How can I know what I think

until I see what I say?
~ E. M. Forster

That’s what I’m wondering today—it is Wondering Wednesday, after all—as I’m casting about for a specific topic.  Basically, I’m wondering what I’m going to write.  (This is a regular phenomenon since I took up blogging.)

It’s not that there is not a lot about which to wonder.  Surely, there is something I think and about which I would want to communicate amongst all the mysteries at hand.  Look at the state of our politics here in the United States, for example.  Now, there’s something—a lot of somethings—to provoke wonder.  But we don’t have a day of the week whose name begins with the letter ‘R,’ so you are all spared a regular Rant Day.  I have promised myself the blog will be positive—mostly—so, you know, politics. . .off limits.

I wonder about the future.  Do I need to figure out what’s next in my life, or will the Mayans solve that problem for me?

I wonder if I’m ever going to write another play, or have I inadvertently retired?  (Or, is it a moot point—see Mayans.)

I wonder what I should do next in renovating my house.  Is it time for a kitchen makeover?  Wouldn’t we like to have a bathtub?  And does that mean the entire bathroom needs a makeover?  What comes first in the rest of the house—the carpet or the windows?  Will I ever have furniture?

I wonder who bought the house next door and if they will be good neighbors.

I wonder why the coots haven’t yet returned from Capistrano—or wherever they go in the summer.

I wonder if anything, anything at all, will persuade the squirrels not to hang like bats, head downward, clinging to the coquina and if I will ever get used to an upside-down furry tree rat hanging head high over my front door.

Lastly, I wonder which of these and many other questions will be addressed in next week’s Wondering Wednesday post.

‘Cause this one’s done.

 

The limits of learned behavior

Don’t be a squirrel

Why is it that squirrels can outwit every mechanism to protect a birdfeeder devised by man… (Don’t believe that?  Watch this.)…but persist in waiting until just the last minute to run across the road in front of a car?

I refuse to believe the Geico ad that suggests it is purposeful mischief.  (Word is the gecko’s union is contemplating a job action over the use of unorganized squirrel labor in this commercial.  When the inflatable rat goes up at the next camera location, the menagerie  will be complete.)

Apparently, there are limits to a squirrel’s ingenuity.  Those crafty little brains haven’t learned to judge speed and direction of a moving vehicle–or that there are consequences for misjudging it.  Dire consequences.  I guess they hear the engine or feel the vibration, and the alarm bell goes off in their heads.  So, they dash right out into danger.

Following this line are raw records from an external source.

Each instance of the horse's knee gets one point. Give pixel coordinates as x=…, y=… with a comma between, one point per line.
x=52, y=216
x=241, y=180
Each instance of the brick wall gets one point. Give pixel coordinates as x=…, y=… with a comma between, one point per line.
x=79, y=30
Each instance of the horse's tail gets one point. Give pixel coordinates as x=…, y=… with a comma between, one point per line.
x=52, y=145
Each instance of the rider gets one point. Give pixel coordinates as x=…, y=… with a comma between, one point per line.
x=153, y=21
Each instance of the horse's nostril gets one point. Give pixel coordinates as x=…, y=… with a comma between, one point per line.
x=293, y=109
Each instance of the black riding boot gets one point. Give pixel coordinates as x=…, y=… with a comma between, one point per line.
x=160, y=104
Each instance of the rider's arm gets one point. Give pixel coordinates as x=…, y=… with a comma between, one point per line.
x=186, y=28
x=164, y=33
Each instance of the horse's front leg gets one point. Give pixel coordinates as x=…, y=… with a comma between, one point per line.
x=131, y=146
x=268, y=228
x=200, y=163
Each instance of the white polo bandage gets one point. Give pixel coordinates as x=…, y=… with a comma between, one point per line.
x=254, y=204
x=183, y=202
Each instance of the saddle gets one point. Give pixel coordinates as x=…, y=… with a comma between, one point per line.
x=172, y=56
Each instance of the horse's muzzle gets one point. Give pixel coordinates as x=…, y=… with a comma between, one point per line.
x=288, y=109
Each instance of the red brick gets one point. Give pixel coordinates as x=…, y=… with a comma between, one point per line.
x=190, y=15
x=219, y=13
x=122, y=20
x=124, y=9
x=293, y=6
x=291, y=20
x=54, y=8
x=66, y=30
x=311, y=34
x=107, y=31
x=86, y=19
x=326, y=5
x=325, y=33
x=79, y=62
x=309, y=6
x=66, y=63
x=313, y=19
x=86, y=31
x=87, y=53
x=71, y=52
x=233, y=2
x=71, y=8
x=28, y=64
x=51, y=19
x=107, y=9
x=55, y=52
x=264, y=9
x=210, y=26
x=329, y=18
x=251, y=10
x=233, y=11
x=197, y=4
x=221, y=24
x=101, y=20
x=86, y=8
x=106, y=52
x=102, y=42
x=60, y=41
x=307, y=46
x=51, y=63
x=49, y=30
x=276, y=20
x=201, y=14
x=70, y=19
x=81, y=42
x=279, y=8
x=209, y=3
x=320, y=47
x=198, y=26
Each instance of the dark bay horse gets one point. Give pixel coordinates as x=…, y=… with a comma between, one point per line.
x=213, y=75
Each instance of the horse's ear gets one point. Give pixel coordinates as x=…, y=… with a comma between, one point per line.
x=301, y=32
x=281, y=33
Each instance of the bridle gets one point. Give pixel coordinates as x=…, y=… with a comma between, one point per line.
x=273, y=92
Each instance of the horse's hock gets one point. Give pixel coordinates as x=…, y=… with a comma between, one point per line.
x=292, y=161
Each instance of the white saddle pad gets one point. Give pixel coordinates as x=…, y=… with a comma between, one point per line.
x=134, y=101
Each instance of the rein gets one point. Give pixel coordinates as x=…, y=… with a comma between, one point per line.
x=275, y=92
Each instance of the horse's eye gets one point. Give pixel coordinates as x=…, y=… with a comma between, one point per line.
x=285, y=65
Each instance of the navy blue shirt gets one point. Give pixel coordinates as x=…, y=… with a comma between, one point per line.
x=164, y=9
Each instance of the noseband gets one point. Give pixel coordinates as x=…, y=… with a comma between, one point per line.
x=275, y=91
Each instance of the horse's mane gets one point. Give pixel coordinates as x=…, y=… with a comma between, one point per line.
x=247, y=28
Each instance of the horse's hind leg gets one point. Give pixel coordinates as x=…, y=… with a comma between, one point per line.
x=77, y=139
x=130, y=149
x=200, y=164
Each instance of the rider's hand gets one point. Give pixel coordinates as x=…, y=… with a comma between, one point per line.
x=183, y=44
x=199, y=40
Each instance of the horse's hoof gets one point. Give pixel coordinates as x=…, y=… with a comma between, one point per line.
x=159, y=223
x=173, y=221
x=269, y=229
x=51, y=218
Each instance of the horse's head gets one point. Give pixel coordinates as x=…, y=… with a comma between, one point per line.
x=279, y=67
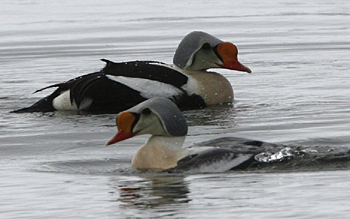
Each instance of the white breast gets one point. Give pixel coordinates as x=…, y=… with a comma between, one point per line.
x=62, y=102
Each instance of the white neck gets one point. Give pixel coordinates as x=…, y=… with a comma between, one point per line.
x=160, y=153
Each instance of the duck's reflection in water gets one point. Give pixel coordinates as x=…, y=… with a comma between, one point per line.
x=151, y=192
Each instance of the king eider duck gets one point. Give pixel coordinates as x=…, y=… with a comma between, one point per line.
x=164, y=151
x=119, y=86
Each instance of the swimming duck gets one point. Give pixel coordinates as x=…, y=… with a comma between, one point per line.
x=119, y=86
x=164, y=150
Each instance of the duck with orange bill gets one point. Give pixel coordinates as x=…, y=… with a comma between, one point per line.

They don’t learn from their mistakes, I suppose, because the mistake is fatal.  Maybe their companions learn.  There are always companions.  Like sorrows, squirrels ‘come not single spies but in battalions.*  Maybe the companions learn, but I doubt it.  The next time Buddy Squirrel hears a car coming he probably doesn’t think,  “Uh-oh, better not run across the road!  Remember what happened to Chester!”

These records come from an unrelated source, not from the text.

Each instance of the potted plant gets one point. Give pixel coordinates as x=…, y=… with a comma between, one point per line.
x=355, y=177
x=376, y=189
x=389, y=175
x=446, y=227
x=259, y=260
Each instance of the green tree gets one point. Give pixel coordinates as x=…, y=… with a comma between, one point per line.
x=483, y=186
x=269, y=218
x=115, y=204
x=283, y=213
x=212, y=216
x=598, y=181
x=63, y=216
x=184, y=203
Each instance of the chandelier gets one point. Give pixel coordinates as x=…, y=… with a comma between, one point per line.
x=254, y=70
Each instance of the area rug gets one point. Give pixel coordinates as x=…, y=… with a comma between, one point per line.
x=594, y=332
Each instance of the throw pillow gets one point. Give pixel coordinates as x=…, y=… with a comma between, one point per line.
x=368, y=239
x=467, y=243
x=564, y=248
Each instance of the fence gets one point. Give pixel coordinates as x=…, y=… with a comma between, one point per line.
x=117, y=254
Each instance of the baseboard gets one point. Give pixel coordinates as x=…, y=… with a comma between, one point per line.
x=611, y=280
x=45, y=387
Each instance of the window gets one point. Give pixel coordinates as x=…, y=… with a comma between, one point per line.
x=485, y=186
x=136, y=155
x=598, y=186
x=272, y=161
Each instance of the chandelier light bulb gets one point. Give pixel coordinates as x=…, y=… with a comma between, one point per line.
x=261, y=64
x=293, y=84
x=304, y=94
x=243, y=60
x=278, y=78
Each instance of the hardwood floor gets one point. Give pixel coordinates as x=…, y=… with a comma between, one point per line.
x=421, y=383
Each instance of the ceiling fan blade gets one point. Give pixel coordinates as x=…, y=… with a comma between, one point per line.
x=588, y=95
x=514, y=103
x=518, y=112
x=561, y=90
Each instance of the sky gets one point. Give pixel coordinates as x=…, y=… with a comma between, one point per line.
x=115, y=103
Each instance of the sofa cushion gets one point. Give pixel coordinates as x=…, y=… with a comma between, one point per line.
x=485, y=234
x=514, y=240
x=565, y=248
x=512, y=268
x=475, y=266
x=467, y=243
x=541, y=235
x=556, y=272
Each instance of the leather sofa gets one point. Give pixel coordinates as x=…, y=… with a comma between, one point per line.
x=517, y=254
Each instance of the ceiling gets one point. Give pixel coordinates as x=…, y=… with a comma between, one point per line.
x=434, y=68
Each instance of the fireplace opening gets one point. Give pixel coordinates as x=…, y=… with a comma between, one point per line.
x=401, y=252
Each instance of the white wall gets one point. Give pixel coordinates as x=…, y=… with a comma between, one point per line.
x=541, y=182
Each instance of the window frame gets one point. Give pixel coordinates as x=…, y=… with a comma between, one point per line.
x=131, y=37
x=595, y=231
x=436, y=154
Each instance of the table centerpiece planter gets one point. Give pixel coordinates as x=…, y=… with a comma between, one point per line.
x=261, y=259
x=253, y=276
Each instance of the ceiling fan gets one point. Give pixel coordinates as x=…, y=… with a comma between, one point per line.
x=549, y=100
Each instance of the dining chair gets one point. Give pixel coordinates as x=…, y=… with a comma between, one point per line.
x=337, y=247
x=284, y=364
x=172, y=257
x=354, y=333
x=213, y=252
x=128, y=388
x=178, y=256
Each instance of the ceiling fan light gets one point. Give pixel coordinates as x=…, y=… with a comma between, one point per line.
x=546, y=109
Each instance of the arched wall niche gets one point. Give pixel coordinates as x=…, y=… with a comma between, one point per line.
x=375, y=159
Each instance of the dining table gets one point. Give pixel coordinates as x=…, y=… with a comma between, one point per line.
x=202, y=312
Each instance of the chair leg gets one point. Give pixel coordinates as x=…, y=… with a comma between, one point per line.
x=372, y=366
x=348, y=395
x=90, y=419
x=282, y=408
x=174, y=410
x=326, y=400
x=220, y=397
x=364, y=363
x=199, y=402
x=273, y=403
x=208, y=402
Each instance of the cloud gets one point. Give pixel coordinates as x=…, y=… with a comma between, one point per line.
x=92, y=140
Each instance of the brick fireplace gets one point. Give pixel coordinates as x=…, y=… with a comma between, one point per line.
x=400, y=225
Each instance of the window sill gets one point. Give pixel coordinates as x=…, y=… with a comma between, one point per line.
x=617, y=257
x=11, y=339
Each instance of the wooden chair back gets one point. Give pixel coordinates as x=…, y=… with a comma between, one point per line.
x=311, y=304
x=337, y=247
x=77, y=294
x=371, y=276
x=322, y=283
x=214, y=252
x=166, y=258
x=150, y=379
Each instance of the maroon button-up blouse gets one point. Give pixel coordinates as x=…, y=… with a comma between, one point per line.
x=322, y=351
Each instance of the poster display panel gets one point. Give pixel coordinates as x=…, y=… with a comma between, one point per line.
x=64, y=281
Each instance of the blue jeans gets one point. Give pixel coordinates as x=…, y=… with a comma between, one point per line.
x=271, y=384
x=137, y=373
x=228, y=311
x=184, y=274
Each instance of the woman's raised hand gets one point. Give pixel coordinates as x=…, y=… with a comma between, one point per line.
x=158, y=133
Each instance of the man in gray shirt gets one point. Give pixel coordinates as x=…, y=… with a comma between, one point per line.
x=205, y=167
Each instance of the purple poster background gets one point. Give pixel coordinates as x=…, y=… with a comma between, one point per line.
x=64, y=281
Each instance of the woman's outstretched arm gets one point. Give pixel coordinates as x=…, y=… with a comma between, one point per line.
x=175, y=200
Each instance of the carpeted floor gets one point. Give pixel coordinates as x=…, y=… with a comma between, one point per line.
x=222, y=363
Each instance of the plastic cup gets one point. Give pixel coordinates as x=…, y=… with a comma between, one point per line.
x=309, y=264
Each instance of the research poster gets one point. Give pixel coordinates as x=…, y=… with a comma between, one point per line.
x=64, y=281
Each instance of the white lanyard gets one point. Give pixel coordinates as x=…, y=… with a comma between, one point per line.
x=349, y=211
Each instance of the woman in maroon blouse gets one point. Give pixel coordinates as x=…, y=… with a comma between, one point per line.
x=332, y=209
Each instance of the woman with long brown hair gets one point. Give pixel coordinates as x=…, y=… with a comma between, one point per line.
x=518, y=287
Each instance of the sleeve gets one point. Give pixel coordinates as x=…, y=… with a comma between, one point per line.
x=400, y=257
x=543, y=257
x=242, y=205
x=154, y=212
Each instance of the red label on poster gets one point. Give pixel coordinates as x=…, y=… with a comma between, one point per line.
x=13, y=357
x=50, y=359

I guess he could.  One squirrel looks much like another to me, so maybe Buddy runs the other way.  However, there are always squirrels dashing across the street in front of my car, and I am always hitting the brakes, so I don’t think they are grasping the concept.

The running is a survival mechanism.  It stands them in good stead most of the time.  It’s just not working for them in traffic.

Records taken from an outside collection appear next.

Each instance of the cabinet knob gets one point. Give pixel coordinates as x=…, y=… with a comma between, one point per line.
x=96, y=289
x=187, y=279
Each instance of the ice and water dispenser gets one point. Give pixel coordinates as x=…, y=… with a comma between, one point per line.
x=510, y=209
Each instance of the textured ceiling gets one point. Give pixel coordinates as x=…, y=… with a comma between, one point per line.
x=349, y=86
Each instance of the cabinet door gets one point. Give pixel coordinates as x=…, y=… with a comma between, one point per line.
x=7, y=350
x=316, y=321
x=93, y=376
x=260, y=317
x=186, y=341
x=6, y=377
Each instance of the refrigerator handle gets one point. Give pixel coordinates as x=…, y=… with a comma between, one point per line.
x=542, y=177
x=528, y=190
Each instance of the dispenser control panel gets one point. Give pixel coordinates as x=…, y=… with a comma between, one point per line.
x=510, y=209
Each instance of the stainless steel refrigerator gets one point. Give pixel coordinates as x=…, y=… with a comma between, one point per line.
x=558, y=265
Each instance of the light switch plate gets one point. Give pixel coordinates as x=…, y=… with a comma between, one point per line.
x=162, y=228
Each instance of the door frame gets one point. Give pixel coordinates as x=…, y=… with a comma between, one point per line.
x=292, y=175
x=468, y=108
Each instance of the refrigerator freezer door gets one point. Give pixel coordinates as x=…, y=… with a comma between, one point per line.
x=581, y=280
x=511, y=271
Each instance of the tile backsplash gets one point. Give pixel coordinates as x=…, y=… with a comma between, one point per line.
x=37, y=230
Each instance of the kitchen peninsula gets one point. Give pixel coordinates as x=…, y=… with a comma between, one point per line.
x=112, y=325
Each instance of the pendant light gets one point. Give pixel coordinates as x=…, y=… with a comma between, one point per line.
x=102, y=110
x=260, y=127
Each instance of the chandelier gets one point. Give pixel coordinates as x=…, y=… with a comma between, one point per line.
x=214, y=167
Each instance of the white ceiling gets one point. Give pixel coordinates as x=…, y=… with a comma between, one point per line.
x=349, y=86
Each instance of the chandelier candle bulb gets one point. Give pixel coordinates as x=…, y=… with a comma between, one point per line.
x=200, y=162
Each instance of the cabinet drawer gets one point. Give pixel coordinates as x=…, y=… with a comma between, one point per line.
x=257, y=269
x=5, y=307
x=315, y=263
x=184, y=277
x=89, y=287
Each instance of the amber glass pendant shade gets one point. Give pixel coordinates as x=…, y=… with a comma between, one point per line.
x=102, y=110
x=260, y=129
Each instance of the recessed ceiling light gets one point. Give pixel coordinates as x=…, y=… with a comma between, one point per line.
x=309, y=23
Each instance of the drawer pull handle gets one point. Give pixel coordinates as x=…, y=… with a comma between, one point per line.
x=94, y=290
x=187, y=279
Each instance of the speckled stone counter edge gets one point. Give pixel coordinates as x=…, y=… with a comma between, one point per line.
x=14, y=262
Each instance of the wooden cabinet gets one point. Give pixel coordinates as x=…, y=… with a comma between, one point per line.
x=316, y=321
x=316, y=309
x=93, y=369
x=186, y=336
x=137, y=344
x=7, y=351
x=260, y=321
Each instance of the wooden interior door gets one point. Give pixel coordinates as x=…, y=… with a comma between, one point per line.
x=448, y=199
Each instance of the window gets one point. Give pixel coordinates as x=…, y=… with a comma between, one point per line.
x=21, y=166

Today, I am wondering what survival mechanism aren’t working for me, anymore.  What learned behaviors–learned so early that I think they are just part of my personality–are getting in the way of my success?

I’ll tell you one that most women of my age–and maybe any age–have to fight against.  The ‘Be a Good Girl and You Will Be Rewarded’ myth.  Tricky, that.  Because certain aspects of “being a good girl” are helpful.  It’s not always bad to be polite, to be accommodating, to use gentleness instead of force.

Sometimes, it’s not enough, though.

Sometimes, you have to have another club in your bag.  And sometimes you have to club somebody with it.

Metaphorically speaking.  Do not run out and hit anybody with a 5 iron!

I’m not advocating violence–or non-violence.  I’m just saying, if you’re not making the progress you want to make, it might be helpful to look for the patterns.  Wonder about the things that you are doing ‘instinctively’ and see if you can change them.

In other words, quit dashiing out in front of cars!